Depuis deux jours je fais valser mes méninges pour retrouver l’auteur de cette belle phrase découverte la première fois il y a plus de 20 ans! Etait-ce Tchikaya U Tamsi  ou Sony Labou Tansi ? Ma mémoire refusant de coopérer, je me jette à l’eau. De toutes les façons, si ce n’est l’un c'est l’autre ! Ça se passe dans ma mémoire récalcitrante (je refuse de dire décadente) comme dans le "Loup et l’Agneau" de Jean de La Fontaine : « Si ce n’est toi, c’est donc ton frère ! » Eh bien, si ce n’est Tchikaya U Tamsi, c’est donc Sony Labou Tansi ! A moins que l’on me dise qu’il s’agit plutôt d’Amadou Kourouma dont le seul livre lu par moi est « Allah n’est pas obligé ! » Quel que soit son auteur, la phrase est là, obsédante dans ma tête ! Simplement parce qu’un nouveau phénomène (peut-être pas si nouveau que ça) est apparu dans nos pays, qui consiste en une aliénation de nous-mêmes, comprise comme la dépossession de soi, la dépossession de nous-mêmes.

Et, comme je viens de l’écrire, quand ma mémoire refuse de coopérer, elle devient aussi butée qu’un âne qui refuse d’avancer ou de reculer.

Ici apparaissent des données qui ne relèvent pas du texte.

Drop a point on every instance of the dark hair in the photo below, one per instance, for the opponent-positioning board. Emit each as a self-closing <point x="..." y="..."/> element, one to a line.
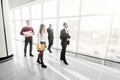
<point x="41" y="28"/>
<point x="64" y="23"/>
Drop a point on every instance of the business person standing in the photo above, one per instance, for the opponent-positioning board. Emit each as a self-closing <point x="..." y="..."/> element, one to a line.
<point x="27" y="32"/>
<point x="50" y="37"/>
<point x="41" y="40"/>
<point x="65" y="40"/>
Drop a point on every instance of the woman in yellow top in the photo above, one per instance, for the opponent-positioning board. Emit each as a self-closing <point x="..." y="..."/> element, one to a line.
<point x="41" y="41"/>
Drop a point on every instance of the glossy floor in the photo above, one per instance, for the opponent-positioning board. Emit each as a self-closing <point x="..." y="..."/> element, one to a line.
<point x="26" y="68"/>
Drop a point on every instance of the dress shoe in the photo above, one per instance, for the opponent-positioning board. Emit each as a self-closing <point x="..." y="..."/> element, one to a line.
<point x="31" y="55"/>
<point x="43" y="66"/>
<point x="38" y="62"/>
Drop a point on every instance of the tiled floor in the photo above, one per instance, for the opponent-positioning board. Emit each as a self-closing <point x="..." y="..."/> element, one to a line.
<point x="21" y="68"/>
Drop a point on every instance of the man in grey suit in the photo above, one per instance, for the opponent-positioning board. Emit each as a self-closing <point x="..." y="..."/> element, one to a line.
<point x="50" y="37"/>
<point x="65" y="40"/>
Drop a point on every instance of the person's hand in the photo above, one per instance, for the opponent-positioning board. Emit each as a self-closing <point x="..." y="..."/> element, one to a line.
<point x="68" y="39"/>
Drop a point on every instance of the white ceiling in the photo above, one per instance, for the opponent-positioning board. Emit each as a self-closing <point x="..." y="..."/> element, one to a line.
<point x="14" y="3"/>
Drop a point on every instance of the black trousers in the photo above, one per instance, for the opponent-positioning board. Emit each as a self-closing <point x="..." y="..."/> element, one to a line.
<point x="50" y="43"/>
<point x="63" y="52"/>
<point x="28" y="41"/>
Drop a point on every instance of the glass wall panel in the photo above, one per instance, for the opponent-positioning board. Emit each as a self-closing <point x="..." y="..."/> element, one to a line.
<point x="93" y="36"/>
<point x="11" y="15"/>
<point x="50" y="8"/>
<point x="114" y="44"/>
<point x="69" y="7"/>
<point x="18" y="28"/>
<point x="26" y="13"/>
<point x="36" y="11"/>
<point x="17" y="14"/>
<point x="96" y="6"/>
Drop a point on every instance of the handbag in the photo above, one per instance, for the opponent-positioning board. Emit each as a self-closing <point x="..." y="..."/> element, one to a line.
<point x="42" y="48"/>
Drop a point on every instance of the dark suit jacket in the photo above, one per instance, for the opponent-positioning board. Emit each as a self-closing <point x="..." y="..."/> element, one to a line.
<point x="50" y="34"/>
<point x="64" y="36"/>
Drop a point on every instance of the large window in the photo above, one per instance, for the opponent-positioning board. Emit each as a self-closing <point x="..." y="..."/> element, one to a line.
<point x="50" y="8"/>
<point x="25" y="13"/>
<point x="93" y="35"/>
<point x="36" y="11"/>
<point x="114" y="43"/>
<point x="93" y="24"/>
<point x="69" y="7"/>
<point x="96" y="6"/>
<point x="17" y="13"/>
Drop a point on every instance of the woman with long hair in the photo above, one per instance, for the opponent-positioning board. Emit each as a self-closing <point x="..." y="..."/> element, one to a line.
<point x="41" y="41"/>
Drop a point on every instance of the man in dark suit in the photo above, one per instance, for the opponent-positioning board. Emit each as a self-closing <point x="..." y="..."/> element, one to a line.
<point x="65" y="37"/>
<point x="50" y="37"/>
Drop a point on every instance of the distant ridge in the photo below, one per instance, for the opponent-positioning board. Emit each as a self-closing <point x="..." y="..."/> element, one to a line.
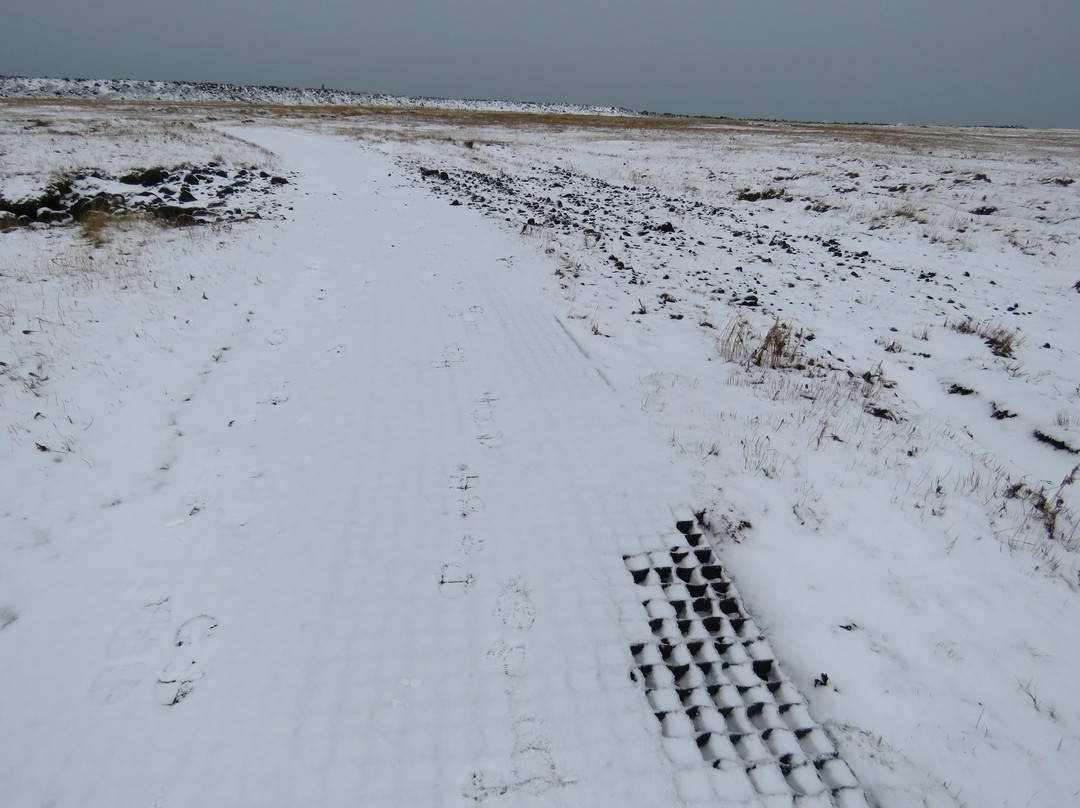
<point x="17" y="86"/>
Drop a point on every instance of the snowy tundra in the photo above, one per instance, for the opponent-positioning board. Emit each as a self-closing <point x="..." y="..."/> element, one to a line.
<point x="416" y="457"/>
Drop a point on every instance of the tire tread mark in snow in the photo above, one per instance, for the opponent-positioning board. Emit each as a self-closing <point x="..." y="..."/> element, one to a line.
<point x="714" y="684"/>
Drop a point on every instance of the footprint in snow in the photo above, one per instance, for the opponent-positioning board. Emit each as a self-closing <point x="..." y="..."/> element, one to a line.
<point x="507" y="657"/>
<point x="179" y="677"/>
<point x="126" y="650"/>
<point x="470" y="506"/>
<point x="455" y="581"/>
<point x="514" y="607"/>
<point x="453" y="354"/>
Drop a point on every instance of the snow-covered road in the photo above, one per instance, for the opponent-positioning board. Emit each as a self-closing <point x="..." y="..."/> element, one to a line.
<point x="369" y="496"/>
<point x="365" y="574"/>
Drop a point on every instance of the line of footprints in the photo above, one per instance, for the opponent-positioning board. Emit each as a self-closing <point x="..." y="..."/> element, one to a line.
<point x="716" y="688"/>
<point x="513" y="607"/>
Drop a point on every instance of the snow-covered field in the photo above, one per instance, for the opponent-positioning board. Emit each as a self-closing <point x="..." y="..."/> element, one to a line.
<point x="368" y="495"/>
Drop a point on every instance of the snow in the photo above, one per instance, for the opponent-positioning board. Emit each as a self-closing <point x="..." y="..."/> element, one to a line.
<point x="347" y="506"/>
<point x="19" y="86"/>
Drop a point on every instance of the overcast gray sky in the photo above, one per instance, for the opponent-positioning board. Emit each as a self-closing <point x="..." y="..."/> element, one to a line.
<point x="953" y="62"/>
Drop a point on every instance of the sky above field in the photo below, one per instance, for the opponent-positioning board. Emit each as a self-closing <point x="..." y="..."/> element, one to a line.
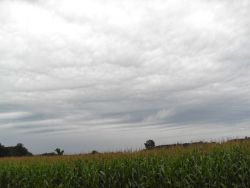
<point x="110" y="74"/>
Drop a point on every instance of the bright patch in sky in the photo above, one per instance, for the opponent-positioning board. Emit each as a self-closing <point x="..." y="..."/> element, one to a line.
<point x="107" y="75"/>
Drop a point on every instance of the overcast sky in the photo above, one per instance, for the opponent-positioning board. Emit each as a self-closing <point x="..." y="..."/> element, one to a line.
<point x="110" y="74"/>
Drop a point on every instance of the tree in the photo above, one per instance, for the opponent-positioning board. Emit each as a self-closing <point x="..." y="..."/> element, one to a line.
<point x="59" y="151"/>
<point x="149" y="144"/>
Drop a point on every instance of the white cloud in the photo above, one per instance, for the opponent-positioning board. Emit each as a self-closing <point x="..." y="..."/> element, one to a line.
<point x="76" y="65"/>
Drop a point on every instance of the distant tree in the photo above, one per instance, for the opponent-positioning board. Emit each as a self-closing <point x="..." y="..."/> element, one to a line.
<point x="59" y="151"/>
<point x="149" y="144"/>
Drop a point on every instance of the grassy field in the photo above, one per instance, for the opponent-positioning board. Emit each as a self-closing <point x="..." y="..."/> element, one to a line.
<point x="205" y="165"/>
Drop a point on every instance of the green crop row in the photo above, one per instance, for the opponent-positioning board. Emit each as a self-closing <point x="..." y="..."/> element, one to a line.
<point x="218" y="166"/>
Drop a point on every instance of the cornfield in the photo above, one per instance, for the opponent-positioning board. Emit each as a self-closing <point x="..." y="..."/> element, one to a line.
<point x="212" y="165"/>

Pour le cas présent de notre aliénation, elle a décidé de ne remonter que jusqu’à la période « révolutionnaire » au Congo quand tout le monde, homme et femme étaient devenus des « Camarades » ! Passe encore, parce qu’à cette époque-là, il y avait les « camarades » tout court et les « camarades membres ». «Camarades » était le nom et « Membres » le prénom.  Tant pis pour ceux qui n’avaient pas de prénom !

A la fin de la révolution (eh oui, les révolutions ont un début et une fin !) j’avais cru ou même espéré que nous redeviendrons des personnes avec nos noms et nos prénoms ! Des personnes normales quoi ! Puisqu’il n’y avait plus de Bureau Politique ni de Comité centrale. Du moins c’est ce que j’avais cru ou continue de croire.

A chaque époque, sa réalité ! Et, notre nature changeante et opportuniste ne nous lâche pas d’une semelle.  Avec la démocratie (mon père se serait écrié : « mais qui donc est cette personne qu’on appelle Démocratie, est- ce elle qui a remplacé celui qu’on insultait tout le temps et qui se nommait "Impérialisme"  ou "Chien couchant de l’impérialisme" ? – mais bon, Papa, repose en paix, je ne te dérangerai pas plus longtemps !) ; donc avec la démocratie, de nouveaux « noms et prénoms » ont vu le jour. On ne s’appelle plus Malonga, on s’appelle DG pour Directeur général ; on ne s’appelle plus Ngoulou, on s’appelle SG pour Secrétaire général ! On ne s’appelle plus Okemba, on s’appelle Dircab pour Directeur de Cabinet.  On n’a plus ni nom, ni prénom, on est « Honorable », « Vénérable », « Excellence », etc. Et gare à celui qui osera appeler un autre par son nom de naissance !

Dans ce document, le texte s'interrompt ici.